The conveyancing distributor said that brokers rushed to secure deals for clients ahead of their removal.
conveybuddy recorded a 26% week-on-week increase in total instructions on its platform, which it said pointed to a shift in broker behaviour as lenders pulled a range of products and adjusted pricing. This came amid changes in market sentiment around rates and funding, in response to events in the Middle East.
The data showed the uplift was most pronounced in the remortgage space, with instructions rising by 32% week-on-week. Purchase cases also saw a notable increase, with transactional instructions up 21%.
conveybuddy suggested that the surge was not driven by new demand entering the market, but by existing business being brought forward to meet lender deadlines. The platform said brokers ensured mortgage applications were submitted before products were withdrawn or rates increased, creating a short-term spike in activity.
“We saw a clear and immediate reaction from brokers last week as lenders began withdrawing products and repricing,” commented conveybuddy CEO, Harpal Singh. “Advisers quite rightly focused on getting mortgage applications submitted in a very short period of time, but what was equally noticeable was the immediate follow-through into conveyancing instructions.
“What this shows is that when brokers move, the rest of the process moves with them.
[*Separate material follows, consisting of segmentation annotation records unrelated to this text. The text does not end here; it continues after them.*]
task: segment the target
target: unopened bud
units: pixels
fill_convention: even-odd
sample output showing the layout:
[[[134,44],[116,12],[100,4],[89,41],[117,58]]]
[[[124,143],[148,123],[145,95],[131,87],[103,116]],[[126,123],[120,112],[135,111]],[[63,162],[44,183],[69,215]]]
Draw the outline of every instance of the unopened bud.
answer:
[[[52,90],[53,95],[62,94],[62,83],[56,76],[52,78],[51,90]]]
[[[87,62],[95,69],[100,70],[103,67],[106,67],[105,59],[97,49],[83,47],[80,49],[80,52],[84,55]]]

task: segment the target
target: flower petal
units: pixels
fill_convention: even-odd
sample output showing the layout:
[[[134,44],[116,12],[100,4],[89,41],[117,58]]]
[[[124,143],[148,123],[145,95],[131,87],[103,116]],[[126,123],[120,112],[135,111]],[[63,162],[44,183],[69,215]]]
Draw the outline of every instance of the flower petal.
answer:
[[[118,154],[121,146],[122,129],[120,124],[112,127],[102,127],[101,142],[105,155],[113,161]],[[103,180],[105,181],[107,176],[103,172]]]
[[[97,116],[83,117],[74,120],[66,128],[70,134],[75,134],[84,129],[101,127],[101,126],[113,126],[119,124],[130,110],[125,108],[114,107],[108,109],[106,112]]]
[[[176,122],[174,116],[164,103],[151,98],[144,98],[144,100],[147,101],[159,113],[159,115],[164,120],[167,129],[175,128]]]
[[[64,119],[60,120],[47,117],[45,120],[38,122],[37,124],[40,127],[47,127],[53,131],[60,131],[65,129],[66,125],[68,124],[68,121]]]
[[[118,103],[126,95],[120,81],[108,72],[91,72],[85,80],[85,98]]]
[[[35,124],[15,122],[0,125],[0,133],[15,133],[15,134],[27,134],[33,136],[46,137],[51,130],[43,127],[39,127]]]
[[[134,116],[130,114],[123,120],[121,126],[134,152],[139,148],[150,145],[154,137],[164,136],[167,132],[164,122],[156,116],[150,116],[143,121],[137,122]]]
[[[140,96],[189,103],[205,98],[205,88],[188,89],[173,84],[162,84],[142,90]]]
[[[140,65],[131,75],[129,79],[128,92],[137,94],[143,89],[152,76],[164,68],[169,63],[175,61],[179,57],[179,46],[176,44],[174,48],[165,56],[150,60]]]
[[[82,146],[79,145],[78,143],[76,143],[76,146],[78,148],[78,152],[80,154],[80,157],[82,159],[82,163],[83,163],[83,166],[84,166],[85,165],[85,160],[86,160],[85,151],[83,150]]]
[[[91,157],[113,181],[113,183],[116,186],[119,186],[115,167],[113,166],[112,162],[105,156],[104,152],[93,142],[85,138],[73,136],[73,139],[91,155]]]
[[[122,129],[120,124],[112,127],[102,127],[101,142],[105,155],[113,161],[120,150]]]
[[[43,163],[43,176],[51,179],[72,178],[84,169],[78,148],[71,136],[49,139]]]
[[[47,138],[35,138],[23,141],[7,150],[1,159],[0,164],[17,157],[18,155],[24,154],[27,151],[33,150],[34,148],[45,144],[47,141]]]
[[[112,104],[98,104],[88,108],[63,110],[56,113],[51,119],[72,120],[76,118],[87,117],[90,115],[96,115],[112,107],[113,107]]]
Conveyancing isn’t an afterthought in these moments, it becomes part of the same urgency to protect the client’s position.
“This wasn’t organic growth in the market – it was a reaction to a closing window. Brokers were effectively accelerating decisions, particularly on remortgage cases where they had more control over timing. That kind of ‘now or never’ moment creates immediate pressure not just on advisers, but across the entire transaction chain, including conveyancers.”